Qualcomm is taking another stab at the server, throwing its hat into what is rapidly becoming a crowded ring — AI inference processing for the data center.
Qualcomm said in an event here Tuesday that it plans to begin sampling a 7-nm AI inference accelerator for the cloud that emphasizes power efficiency and boasts peak performance of more than 350 trillion operations per second (TOPS). The device is expected to be in production next year.
Details about the chip — known as the Qualcomm Cloud AI 100 — were limited. But Keith Kressin, Qualcomm’s senior vice president of product management, said that it would have more than 10 times the performance per watt of anything deployed today.
Recommended
AI Flood Drives Chips to the Edge
While providing few details, Qualcomm executives stressed the power efficiency of the Cloud AI 100, noting that the company’s heritage as a smartphone chip designer has ingrained power efficiency into its engineers’ DNA.
“I really think the way to get the most power-efficient processor is that you have to start with a mobile mindset,” Kressin said.
The market for inference accelerators is currently dominated by Nvidia GPUs, though more specialized solutions such as Google’s Tensor and Amazon’s Inferentia are available. In all, more than 30 companies are known to be developing chips purpose-built for AI inferencing, ranging from heavyweights such as Intel and Xilinx to a host of startups led by the likes of Graphcore, Wave Computing, and Mythic.
“Qualcomm will certainly have to do something impressive to differentiate from these other vendors,” said Linley Gwennap, president and principal analyst at the Linley Group. “Qualcomm executives like to wave their hand and say ‘power efficiency.’ But what you can do in a smartphone is very different from what you can do in a server.”
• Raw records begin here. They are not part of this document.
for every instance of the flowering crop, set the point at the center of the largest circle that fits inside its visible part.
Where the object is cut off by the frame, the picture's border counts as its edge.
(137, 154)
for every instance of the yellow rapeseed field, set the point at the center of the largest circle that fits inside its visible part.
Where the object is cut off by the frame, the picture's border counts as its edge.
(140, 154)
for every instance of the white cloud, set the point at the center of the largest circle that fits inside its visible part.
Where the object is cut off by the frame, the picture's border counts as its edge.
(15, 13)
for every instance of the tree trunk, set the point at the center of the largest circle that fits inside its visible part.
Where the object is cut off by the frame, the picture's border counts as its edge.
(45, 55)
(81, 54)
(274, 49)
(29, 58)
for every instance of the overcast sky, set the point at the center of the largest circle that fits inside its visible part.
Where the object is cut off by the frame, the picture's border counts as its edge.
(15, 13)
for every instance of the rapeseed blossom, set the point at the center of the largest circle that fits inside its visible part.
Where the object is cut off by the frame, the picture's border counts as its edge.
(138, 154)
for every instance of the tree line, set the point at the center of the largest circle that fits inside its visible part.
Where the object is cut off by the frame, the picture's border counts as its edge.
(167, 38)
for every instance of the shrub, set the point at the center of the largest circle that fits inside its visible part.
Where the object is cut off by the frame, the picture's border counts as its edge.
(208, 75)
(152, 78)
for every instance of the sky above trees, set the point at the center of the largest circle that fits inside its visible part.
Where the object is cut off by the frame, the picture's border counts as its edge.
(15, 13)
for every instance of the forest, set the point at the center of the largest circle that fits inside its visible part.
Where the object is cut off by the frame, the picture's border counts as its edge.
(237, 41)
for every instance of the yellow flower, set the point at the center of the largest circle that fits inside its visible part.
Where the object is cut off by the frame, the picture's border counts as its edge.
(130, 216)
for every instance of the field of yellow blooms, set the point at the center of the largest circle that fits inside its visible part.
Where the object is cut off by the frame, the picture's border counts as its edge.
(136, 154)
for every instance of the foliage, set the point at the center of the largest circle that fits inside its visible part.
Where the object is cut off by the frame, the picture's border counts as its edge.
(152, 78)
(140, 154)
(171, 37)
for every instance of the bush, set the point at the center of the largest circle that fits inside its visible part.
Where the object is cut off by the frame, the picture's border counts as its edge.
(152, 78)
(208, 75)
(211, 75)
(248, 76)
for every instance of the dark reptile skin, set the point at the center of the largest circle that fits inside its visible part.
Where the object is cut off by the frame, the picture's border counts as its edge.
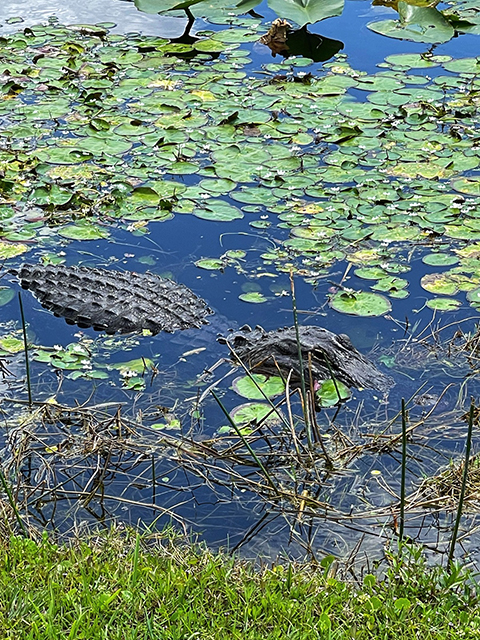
(114, 301)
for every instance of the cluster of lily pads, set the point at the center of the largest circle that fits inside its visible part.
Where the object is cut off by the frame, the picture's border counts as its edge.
(417, 21)
(102, 130)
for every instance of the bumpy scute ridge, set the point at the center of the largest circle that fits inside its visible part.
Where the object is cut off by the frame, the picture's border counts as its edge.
(114, 301)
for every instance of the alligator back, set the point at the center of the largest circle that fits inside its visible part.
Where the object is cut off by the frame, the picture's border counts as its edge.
(114, 301)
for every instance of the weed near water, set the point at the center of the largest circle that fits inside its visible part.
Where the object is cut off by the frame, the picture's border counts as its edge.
(123, 586)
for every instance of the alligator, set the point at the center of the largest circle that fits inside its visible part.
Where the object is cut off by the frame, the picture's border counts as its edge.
(324, 355)
(124, 302)
(113, 301)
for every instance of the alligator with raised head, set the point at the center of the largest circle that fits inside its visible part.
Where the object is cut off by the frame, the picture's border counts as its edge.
(124, 302)
(324, 355)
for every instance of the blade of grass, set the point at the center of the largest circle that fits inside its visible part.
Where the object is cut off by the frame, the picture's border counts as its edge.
(300, 361)
(404, 467)
(245, 442)
(468, 447)
(13, 504)
(25, 349)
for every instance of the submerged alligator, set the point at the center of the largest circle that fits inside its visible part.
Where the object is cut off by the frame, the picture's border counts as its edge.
(126, 302)
(114, 301)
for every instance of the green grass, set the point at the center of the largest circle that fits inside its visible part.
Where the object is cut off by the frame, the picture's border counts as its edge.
(122, 586)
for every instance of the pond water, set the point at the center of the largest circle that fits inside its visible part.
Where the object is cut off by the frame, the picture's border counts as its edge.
(129, 440)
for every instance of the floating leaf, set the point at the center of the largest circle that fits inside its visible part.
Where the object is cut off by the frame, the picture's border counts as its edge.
(360, 303)
(8, 250)
(253, 412)
(138, 365)
(248, 386)
(420, 24)
(211, 264)
(83, 231)
(6, 295)
(444, 304)
(439, 283)
(306, 11)
(10, 344)
(439, 259)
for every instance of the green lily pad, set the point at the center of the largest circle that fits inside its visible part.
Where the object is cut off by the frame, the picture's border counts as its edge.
(10, 344)
(440, 259)
(253, 296)
(83, 231)
(218, 211)
(8, 250)
(138, 365)
(211, 264)
(444, 304)
(6, 295)
(474, 296)
(439, 283)
(246, 386)
(253, 412)
(360, 303)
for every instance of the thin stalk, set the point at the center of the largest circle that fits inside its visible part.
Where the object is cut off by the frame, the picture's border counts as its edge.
(300, 361)
(25, 349)
(13, 504)
(404, 468)
(461, 499)
(154, 480)
(245, 442)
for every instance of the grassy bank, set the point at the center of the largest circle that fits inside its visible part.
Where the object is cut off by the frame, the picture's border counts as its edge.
(124, 587)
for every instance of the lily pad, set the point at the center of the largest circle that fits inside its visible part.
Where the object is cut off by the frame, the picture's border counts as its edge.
(440, 259)
(211, 264)
(439, 283)
(6, 295)
(83, 231)
(444, 304)
(253, 296)
(360, 303)
(253, 412)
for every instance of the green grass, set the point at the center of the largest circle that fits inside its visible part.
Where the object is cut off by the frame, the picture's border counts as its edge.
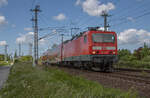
(133, 64)
(4, 63)
(27, 82)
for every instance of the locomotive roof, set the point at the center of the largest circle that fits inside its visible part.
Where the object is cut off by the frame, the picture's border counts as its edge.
(81, 33)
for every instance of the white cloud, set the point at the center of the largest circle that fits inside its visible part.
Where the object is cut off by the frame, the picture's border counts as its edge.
(134, 37)
(3, 43)
(130, 19)
(26, 38)
(78, 2)
(60, 17)
(3, 20)
(28, 29)
(3, 2)
(95, 8)
(13, 26)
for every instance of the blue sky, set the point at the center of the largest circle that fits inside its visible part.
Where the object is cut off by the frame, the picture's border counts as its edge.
(130, 19)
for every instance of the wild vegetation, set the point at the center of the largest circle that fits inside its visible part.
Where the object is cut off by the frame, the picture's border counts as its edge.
(2, 60)
(28, 82)
(140, 58)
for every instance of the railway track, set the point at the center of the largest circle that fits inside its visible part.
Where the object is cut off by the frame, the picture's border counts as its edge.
(124, 80)
(133, 70)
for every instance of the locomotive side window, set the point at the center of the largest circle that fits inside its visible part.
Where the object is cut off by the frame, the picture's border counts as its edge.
(85, 39)
(108, 38)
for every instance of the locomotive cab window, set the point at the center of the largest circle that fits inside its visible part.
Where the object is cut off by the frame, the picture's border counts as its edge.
(85, 39)
(106, 38)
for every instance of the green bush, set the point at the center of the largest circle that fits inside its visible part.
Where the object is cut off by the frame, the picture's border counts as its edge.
(24, 59)
(3, 63)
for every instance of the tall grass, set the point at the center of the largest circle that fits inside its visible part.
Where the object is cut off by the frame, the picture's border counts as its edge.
(28, 82)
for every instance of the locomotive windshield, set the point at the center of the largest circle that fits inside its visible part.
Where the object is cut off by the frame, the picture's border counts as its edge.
(103, 37)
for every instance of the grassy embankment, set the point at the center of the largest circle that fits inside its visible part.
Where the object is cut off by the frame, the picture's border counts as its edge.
(27, 82)
(5, 63)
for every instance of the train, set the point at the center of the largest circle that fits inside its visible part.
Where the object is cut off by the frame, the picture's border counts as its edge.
(90, 49)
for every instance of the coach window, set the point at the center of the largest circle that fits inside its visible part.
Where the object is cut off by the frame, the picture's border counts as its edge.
(85, 39)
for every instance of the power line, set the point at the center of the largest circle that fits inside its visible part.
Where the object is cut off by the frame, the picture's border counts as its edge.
(136, 17)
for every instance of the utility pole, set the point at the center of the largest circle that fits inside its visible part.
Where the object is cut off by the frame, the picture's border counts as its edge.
(62, 46)
(35, 20)
(19, 49)
(30, 49)
(6, 46)
(73, 29)
(105, 15)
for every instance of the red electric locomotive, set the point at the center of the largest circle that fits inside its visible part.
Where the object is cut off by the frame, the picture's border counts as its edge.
(91, 49)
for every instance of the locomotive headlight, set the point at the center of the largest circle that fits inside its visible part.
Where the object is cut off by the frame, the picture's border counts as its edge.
(111, 48)
(97, 48)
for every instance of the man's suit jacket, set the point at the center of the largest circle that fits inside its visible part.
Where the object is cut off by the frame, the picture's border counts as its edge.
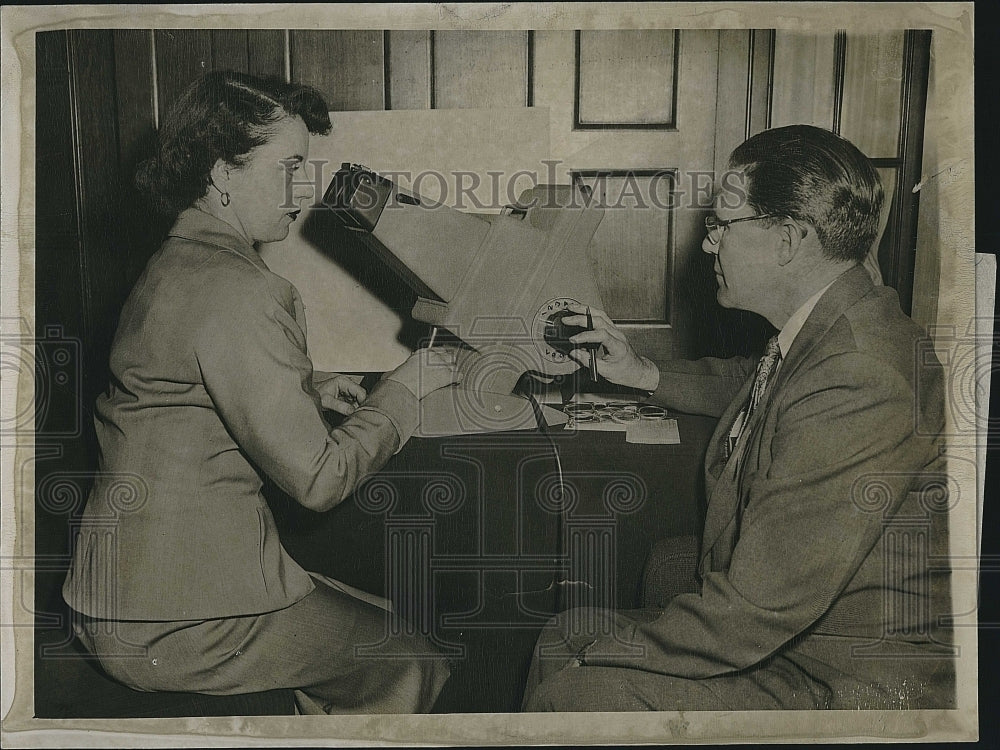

Gwennap added that the lack of detail shared by Qualcomm makes it difficult to gauge the Cloud AI 100’s prospects for success. He noted that the chip is not likely to be in production before late 2020 and that the rapidly evolving AI inference market could look much different by then.
But Patrick Moorhead, president and principal analyst at consulting firm Moor Insights and Strategy, called the introduction of the Cloud AI 100 “promising” and “a good start.” He added that the devices’ target power envelope — which he estimated to 2 W to 5 W — is likely to differentiate its target market from the high-octane servers that use Nvidia’s high-end Tesla T4 GPUs in inferencing, limiting overlap.